The Last Monday

JavaScript (Firefox 30+), 112 109 103 95 bytes

Look ma, no built-ins!

y=>[for(m of(i=0,y%4|y%400*!(y%100)&&6)+"63153042641")if((i++,y+(y>>2)-(y/100|0)*3/4|0)%7==m)i]

Here's a 107-byte ES6 version:

y=>[...(y%4|y%400*!(y%100)&&6)+"63153042641"].map((m,i)=>(y+(y>>2)-(y/100|0)*3/4|0)%7-m?0:i+1).filter(x=>x)

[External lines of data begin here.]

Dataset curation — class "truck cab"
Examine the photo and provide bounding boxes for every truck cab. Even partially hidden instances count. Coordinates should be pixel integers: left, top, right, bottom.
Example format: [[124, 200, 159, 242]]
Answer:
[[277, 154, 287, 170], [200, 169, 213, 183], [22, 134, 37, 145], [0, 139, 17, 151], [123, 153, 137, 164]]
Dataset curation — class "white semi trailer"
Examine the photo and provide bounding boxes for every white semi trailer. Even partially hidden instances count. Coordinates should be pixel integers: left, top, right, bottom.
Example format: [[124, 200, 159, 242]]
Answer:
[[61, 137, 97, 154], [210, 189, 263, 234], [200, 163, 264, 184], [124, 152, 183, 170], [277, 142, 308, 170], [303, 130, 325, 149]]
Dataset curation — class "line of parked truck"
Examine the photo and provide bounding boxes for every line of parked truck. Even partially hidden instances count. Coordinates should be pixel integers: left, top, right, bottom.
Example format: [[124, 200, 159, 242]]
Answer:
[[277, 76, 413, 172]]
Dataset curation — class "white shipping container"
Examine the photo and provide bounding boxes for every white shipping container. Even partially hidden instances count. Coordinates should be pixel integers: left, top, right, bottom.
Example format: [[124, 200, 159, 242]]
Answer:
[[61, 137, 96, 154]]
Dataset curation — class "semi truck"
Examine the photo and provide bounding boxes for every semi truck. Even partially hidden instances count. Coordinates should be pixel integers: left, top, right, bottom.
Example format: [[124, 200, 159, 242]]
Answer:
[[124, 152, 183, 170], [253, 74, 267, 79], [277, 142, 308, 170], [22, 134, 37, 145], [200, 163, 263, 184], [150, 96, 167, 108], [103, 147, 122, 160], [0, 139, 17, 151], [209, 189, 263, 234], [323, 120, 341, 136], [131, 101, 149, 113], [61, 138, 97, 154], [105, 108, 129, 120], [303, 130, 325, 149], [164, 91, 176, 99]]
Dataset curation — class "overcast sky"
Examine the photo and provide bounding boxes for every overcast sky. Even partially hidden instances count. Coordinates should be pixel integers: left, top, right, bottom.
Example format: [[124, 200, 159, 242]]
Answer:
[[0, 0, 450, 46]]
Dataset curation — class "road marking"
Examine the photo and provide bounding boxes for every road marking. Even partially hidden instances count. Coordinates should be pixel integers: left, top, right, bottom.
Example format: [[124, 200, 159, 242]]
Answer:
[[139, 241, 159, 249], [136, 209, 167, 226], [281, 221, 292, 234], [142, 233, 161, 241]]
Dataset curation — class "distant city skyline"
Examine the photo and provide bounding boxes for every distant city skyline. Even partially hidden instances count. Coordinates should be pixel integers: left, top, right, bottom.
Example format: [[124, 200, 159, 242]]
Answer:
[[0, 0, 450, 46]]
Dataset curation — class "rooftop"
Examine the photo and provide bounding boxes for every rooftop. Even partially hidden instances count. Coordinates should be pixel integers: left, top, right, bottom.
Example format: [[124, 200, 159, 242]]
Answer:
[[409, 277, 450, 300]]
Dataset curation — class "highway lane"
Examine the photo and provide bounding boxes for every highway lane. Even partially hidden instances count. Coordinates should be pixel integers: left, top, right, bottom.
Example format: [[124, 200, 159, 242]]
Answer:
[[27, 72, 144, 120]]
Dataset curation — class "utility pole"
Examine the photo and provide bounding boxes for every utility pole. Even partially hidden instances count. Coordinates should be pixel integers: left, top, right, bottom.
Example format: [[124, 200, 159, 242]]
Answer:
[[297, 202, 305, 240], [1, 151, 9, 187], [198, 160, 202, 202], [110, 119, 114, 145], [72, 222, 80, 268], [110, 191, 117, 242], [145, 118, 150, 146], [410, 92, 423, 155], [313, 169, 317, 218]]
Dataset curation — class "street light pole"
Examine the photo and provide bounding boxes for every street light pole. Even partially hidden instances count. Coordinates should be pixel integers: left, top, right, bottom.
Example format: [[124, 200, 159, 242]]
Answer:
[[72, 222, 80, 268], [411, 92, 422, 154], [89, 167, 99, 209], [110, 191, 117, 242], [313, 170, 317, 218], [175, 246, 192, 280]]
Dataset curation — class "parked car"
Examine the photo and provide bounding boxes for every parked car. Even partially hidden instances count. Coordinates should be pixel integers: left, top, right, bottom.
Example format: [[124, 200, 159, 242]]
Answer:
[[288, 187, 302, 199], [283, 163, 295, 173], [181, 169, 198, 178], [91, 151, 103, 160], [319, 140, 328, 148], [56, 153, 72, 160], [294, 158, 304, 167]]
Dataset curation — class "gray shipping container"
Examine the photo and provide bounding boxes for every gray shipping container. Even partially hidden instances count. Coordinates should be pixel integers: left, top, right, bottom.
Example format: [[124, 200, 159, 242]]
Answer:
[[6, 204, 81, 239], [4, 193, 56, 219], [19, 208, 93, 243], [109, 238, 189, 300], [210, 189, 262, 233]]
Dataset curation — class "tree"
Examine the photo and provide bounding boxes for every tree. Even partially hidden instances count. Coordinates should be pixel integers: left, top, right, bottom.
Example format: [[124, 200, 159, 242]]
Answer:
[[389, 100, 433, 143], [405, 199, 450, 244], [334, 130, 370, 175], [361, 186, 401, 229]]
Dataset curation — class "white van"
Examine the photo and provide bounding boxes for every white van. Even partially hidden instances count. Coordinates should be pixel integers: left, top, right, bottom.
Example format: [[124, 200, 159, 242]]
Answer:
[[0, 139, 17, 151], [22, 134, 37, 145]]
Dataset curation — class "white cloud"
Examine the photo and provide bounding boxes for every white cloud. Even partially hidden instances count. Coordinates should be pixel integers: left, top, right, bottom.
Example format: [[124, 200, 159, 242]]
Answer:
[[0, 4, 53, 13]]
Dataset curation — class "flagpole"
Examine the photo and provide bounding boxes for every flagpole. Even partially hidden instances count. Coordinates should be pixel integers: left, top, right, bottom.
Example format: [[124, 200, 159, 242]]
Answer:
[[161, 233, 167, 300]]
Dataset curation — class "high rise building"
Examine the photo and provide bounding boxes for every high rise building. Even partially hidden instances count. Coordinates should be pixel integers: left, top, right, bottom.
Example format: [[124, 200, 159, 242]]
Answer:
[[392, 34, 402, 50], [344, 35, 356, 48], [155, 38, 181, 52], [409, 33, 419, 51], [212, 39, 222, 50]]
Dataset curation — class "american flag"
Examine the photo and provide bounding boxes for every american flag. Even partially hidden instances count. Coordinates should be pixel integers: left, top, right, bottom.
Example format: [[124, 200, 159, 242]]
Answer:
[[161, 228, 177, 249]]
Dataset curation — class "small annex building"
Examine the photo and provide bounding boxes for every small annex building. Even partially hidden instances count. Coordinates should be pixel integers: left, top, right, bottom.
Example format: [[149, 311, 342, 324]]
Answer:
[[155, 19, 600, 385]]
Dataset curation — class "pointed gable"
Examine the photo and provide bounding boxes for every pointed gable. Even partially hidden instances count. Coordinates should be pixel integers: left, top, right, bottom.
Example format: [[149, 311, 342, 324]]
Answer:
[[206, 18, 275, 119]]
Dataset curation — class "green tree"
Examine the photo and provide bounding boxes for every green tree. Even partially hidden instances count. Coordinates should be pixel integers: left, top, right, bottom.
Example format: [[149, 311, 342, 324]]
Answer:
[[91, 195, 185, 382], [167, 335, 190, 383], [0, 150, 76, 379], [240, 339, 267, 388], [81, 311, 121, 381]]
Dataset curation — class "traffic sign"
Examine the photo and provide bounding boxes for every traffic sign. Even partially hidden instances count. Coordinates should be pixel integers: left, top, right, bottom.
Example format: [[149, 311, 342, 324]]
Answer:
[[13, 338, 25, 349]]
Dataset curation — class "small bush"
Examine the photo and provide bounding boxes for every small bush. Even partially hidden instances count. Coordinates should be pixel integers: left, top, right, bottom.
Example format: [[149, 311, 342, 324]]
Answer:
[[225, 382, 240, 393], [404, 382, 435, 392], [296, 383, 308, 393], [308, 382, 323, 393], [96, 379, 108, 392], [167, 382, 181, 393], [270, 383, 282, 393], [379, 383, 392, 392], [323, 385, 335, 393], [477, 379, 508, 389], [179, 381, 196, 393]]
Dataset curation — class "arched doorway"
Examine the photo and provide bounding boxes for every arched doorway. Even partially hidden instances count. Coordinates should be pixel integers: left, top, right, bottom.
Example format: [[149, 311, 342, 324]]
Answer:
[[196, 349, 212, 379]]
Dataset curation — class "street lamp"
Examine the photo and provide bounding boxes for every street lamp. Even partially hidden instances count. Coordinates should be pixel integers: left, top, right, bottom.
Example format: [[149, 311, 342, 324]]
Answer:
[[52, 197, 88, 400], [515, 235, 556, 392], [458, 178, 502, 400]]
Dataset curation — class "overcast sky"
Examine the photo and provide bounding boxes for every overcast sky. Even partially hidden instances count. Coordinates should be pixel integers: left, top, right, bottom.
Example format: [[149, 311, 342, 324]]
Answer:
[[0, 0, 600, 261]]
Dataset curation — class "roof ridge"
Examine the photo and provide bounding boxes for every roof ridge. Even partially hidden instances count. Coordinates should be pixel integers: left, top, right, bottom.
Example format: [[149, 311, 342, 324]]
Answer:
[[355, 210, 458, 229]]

And here's my previous attempt, 123 113 bytes of ES6:

y=>[(l=y%4|y%400*!(y%100))?[7]:[1,7],[4,12],[9],[3,6],[8,11],[5],l?[1,2,10]:[2,10]][(y+(y>>2)-(y/100|0)*3/4|0)%7]

Explanation

The day of the week of a particular year is calculated like so:

y+(y>>2)-(y/100|0)*3/4|0)%7

In other words:

• Take y.
• Add the number of 4th years before y (y>>2).
• Subtract the number of 100th years before y (y/100|0).
• Add back in the number of 400th years before y; this is 1/4 of y/100|0, so we use *3/4|0.

Then we modulo the result by 7. If we let 0 mean Sunday, 1 mean Monday, etc., the result corresponds to the day of the week of December 31st of that year. Therefore, for December, we want to check if the result is 1. This gives us the last char in the string.

The last day of November is 31 days before the last day of December. This means that for the last day of November to be a Monday, Dec 31 needs to be a (1 + 31) % 7 = 4 = Thursday.

This procedure is repeated until we get back to March (a 3). Whether or not there is a leap day, the last day of February is 31 days before the last day of March, so we can calculate that too (it's (3 + 31) % 7 = 6). The tricky part is finding the correct value for January:

• If it is a leap year, the last day of January is 29 days before the last day of Feb, resulting in (6 + 29) % 7 = 0.
• Otherwise, it is 28 days before the last day of Feb, resulting in (6 + 28) % 7 = 6.

We can calculate whether or not it is a leap year with the following snippet:

!(y%400)|y%100*!(y%4)

This gives 0 if y is not a leap year, and a positive integer otherwise. This leads us to

!(y%400)|y%100*!(y%4)?0:6

for calculating the day for January. However, we can do better by reversing the conditions:

y%4|y%400*!(y%100)?6:0

Since the falsy result is always 0 anyway, we can reduce it to

y%4|y%400*!(y%100)&&6

saving one more precious byte.

Putting it all together, we loop through each char in the string, checking if each is equal to the day of the week of Dec 31st. We keep the indexes of the ones that match, returning this array in the end. And that is how you do leap year calculations without built-ins.

JavaScript (Firefox 30-57), 67 65 64 63 61 bytes

y=>[for(_ of(m='')+1e11)if(new Date(y+400,++m).getDay()==2)m]

Saved 2 4 6 bytes thanks to @ETHproductions. Saved another byte by outputting the months in reverse order.

MySQL, 183 134 129 106 bytes

SET @y=2016;SELECT help_topic_id AS m FROM mysql.help_topic HAVING m BETWEEN 1 AND 12 AND 2=DAYOFWEEK(LAST_DAY(CONCAT(@y,-m,-1)))

Replace 2016 with the desired year. Run.

Rev. 2: Used the help_topics table in the default installation instead of creating a temporary table.

Rev.3: Adopted aross´s - trick and noticed I can also omit the quotes for "-1".
However, -1 is required in MySQL: I need a full date.

Rev.4: Restriction m BETWEEN 1 AND 12 could be done as m>0 AND m<13 (-6), but is not needed at all - invalid values will be ignored; warnings will be counted but not listed.